BAGEL2 can be customized as follows:
.. code-block:: yaml
bagel2:
run: True # Perform bagel2 analysis
custom_gene_lists:
# Paths to custom gene lists for bagel2 analysis
# Use "none" to use BAGEL2 default gene lists
essential_genes: none
non_essential_genes: none
extra_args: # Extra arguments for bagel2 subcommands
bf: ""
pr: ""
Custom essential and non-essential gene lists that BAGEL2 requires for Bayes Factor calculation can be provided in the `resources` directory. The files should be in the following format:
.. csv-table:: Example essential gene list
A1BG
A1CF
A2M
A3GALT2
A4GALT
A4GNT
A4GNTL1
A4GNTL2
If no custom gene lists are provided, the default gene lists from BAGEL2 will be used. This can be done by setting the `essential_genes` and `non_essential_genes` parameters to `none`.
Extra arguments for the BAGEL2 `bf` and `pr` subcommands can be provided in the `extra_args` section.
MAGeCK analysis
===============
`MAGeCK `_ can be used to perform multiple types of analyses: RRA and MLE.
RRA
---
To perform pair-wise analyses, MAGeCK RRA can be run with the `test` command. When the `test` command is used, a file (config/stats.csv) with these pairwise comparisons of the samples must be provided. The file format is described in the BAGEL2 section.
MLE
---
For more complex designs, the `mle` command can be used. A design matrix must be provided in the `config` directory.
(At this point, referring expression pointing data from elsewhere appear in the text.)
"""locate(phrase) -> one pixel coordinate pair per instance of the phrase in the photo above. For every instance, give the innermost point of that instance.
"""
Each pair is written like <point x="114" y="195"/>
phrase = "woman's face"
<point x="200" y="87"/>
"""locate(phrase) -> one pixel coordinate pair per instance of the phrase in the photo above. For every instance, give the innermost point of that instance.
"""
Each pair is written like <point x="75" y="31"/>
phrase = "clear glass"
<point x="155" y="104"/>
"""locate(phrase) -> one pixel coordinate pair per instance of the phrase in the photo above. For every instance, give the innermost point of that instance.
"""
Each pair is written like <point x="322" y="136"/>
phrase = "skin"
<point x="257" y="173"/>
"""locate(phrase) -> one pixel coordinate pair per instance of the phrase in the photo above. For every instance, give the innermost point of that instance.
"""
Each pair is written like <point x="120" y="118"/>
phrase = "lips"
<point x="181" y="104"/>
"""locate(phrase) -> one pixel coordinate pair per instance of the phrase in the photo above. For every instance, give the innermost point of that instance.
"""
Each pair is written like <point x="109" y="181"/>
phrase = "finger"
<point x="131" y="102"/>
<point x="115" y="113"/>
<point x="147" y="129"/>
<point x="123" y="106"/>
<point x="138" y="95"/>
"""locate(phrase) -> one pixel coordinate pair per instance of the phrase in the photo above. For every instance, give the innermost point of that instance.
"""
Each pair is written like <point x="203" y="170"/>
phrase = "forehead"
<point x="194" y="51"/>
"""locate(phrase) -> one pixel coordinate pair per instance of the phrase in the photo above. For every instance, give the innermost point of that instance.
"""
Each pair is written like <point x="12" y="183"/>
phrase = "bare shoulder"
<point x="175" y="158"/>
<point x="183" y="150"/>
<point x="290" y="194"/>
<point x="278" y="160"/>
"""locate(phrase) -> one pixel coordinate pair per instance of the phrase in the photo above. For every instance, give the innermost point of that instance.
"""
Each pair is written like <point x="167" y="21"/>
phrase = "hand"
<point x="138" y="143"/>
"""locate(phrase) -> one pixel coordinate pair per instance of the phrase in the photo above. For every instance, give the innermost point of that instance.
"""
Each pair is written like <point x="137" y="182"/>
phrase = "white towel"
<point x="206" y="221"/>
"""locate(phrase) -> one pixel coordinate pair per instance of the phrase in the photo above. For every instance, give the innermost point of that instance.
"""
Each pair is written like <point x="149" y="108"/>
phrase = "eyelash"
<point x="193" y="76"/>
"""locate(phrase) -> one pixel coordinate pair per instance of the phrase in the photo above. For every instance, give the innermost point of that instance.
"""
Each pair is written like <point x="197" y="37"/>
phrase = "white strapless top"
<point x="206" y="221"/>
An example of a design matrix (tab-delimited) is shown below. :
.. csv-table:: Example design matrix
:header: "Samples", "baseline", "noHT_vs_HT"
HT_1,1,0
HT_2,1,0
noHT_1,1,1
noHT_2,1,1
The MAGeCK analysis can be customized as follows:
.. code-block:: yaml
mageck:
run: True # Perform mageck analysis
command: test # test or mle
mle:
design_matrix: ["config/matrix.txt"] # Design matrix for mageck mle
# It is recommended to disable crisprcleanr when using non-genome-wide sgRNA libraries
apply_crisprcleanr: False
extra_mageck_arguments: ""
mageck_control_genes: all # All or file with control genes
apply_CNV_correction: False # Apply CNV correction to mageck results
cell_line: K562_HAEMATOPOIETIC_AND_LYMPHOID_TISSUE # Cell line for CNV correction
CRISPRcleanR can be used to create a normalised count table as input for MAGeCK. This will disable normalisation by MAGeCK.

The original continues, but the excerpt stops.